A prospective study of patients undergoing computerized tomography (CT)-guided stereotactic biopsy of nonpolar tumors in the dominant hemisphere was undertaken to determine if stereotactic biopsy caused a deterioration of language functions. Language was assessed using the Western Aphasia Battery (WAB) and the Boston Naming Test (BNT) before and after a biopsy sample was obtained. Of 16 patients studied, five (31%) were dysphasic preoperatively. After the biopsy the Aphasia Quotient (AQ), derived from the WAB, had significantly deteriorated in four (80%) of these patients, whereas in the fifth it remained relatively unchanged. One of these patients with an extensive infiltrating hemispheric oligoastrocytoma subsequently recovered normal language function after radiotherapy. In 10 of the 11 patients who had normal language function preoperatively there were no deleterious changes after biopsy in either the WAB subtest or BNT scores. In the other patient whose WAB score was normal preoperatively, there was a significant deterioration in postoperative AQ. This patient, who declined steroid therapy before and after biopsy, had a glioblastoma multiforme in Wernicke's area. A postoperative CT scan revealed no changes from what was shown on preoperative scan. This clinical study shows that CT-guided stereotactic biopsy of nonpolar tumors in the dominant hemisphere using the Brown-Roberts-Wells system and the Sedan-Nashold biopsy cannula carries a 9% risk (95% confidence intervals 0-26%) of impairing language functions if the patient is not dysphasic preoperatively. If the patient is dysphasic preoperatively, there is a very high risk of aggravating the dysphasia with stereotactic biopsy 1).
Twenty-seven patients underwent 29 computerized tomography (CT)-guided stereotactic biopsy procedures for untreated or recurrent malignant astrocytomas. Biopsies were obtained from the hypodense center, enhancing margin, and hypodense periphery as seen on contrast-enhanced CT scans, with diagnostic yields of (number of biopsies yielding tumor/number of biopsies obtained): 34/61 (56%), 68/101 (67%), and 8/22 (36%) from these three zones, respectively. Although tumor was identified in all three zones, diagnostic yield was significantly higher in the hypodense center and enhancing margin. Comparison of patients with untreated tumors to those with recurrent tumors demonstrated no statistical difference in tumor distribution, although there was a trend toward a higher yield from the hypodense periphery in the recurrent tumor group. Tumor was found up to 15 mm beyond the CT-enhancing margin, in addition to extending beyond the area of abnormality on T2-weighted magnetic resonance images. These findings suggest that serial stereotactic biopsies should be targeted to the hypodense center and enhancing margin for improved diagnostic yield. Biopsy material obtained from the hypodense periphery that demonstrates tumor also indicates that a tumor volume beyond the confines of the CT-enhancing margin should be considered when calculating dosimetry for interstitial radiation 2).

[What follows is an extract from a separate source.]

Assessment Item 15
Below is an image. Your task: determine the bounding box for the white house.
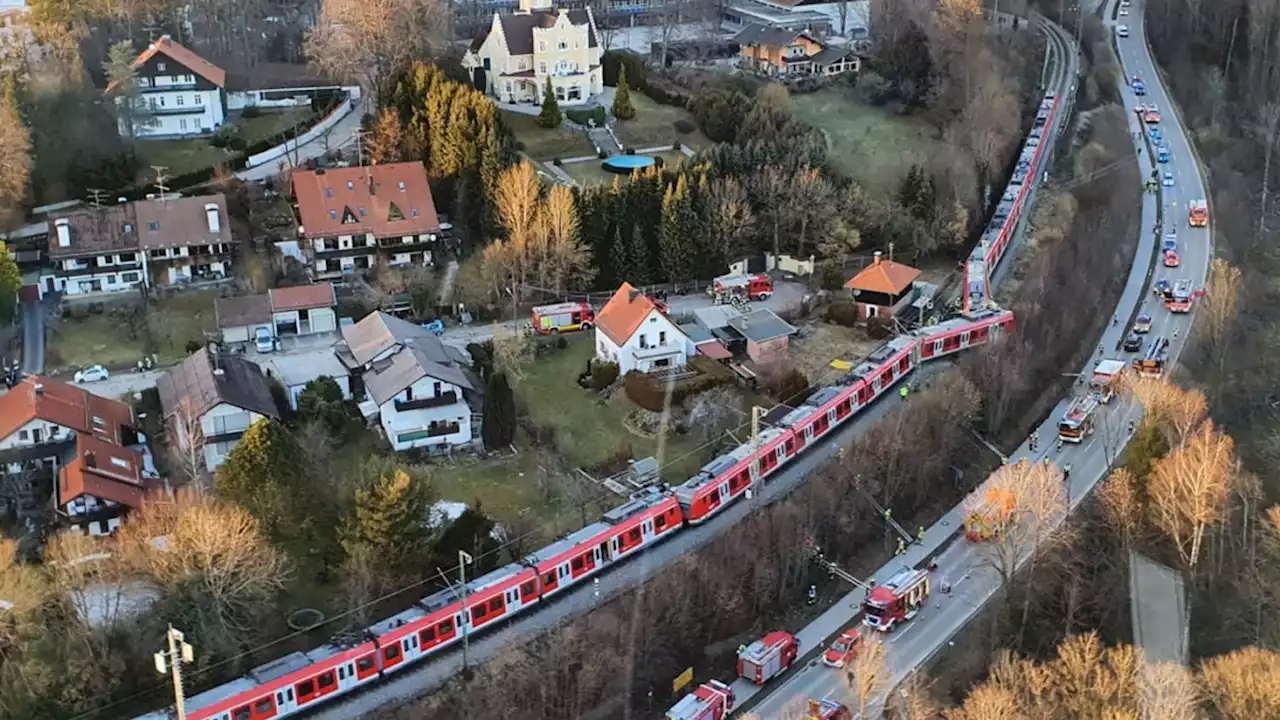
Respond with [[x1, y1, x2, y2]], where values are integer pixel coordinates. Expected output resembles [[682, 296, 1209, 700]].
[[156, 347, 280, 471], [106, 35, 227, 138], [339, 311, 483, 451], [595, 283, 692, 374]]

For many patients with malignant gliomas in inaccessible or functionally important locations, stereotactic biopsy followed by radiation therapy (RT) may be a more appropriate initial treatment than craniotomy and tumor resection. We studied the long term survival in 91 consecutive patients with malignant gliomas diagnosed by stereotactic biopsy: 64 had glioblastoma multiforme (GBM) and 27 had anaplastic astrocytoma (AA). Sixty-four per cent of the GBMs and 33% of the AAs involved deep or midline cerebral structures. The treatment prescribed after biopsy, the tumor location, the histological findings, and the patient's age at presentation (for AAs) were statistically important factors determining patient survival. If adequate RT (tumor dose of 5000 to 6000 cGy) was not prescribed, the median survival was less than or equal to 11 weeks regardless of tumor histology or location. The median survival for patients with deep or midline tumors who completed RT was similar in AA (19.4 weeks) and GBM (27 weeks) cases. Histology was an important predictor of survival only for patients with adequately treated lobar tumors. The median survival in lobar GBM patients who completed RT was 46.9 weeks, and that in lobar AA patients who completed RT was 129 weeks. Cytoreductive surgery had no statistically significant effect on survival. Among the clinical factors examined, age of less than 40 years at presentation was associated with prolonged survival only in AA patients. Constellations of clinical features, tumor location, histological diagnosis, and treatment prescribed were related to survival time 3).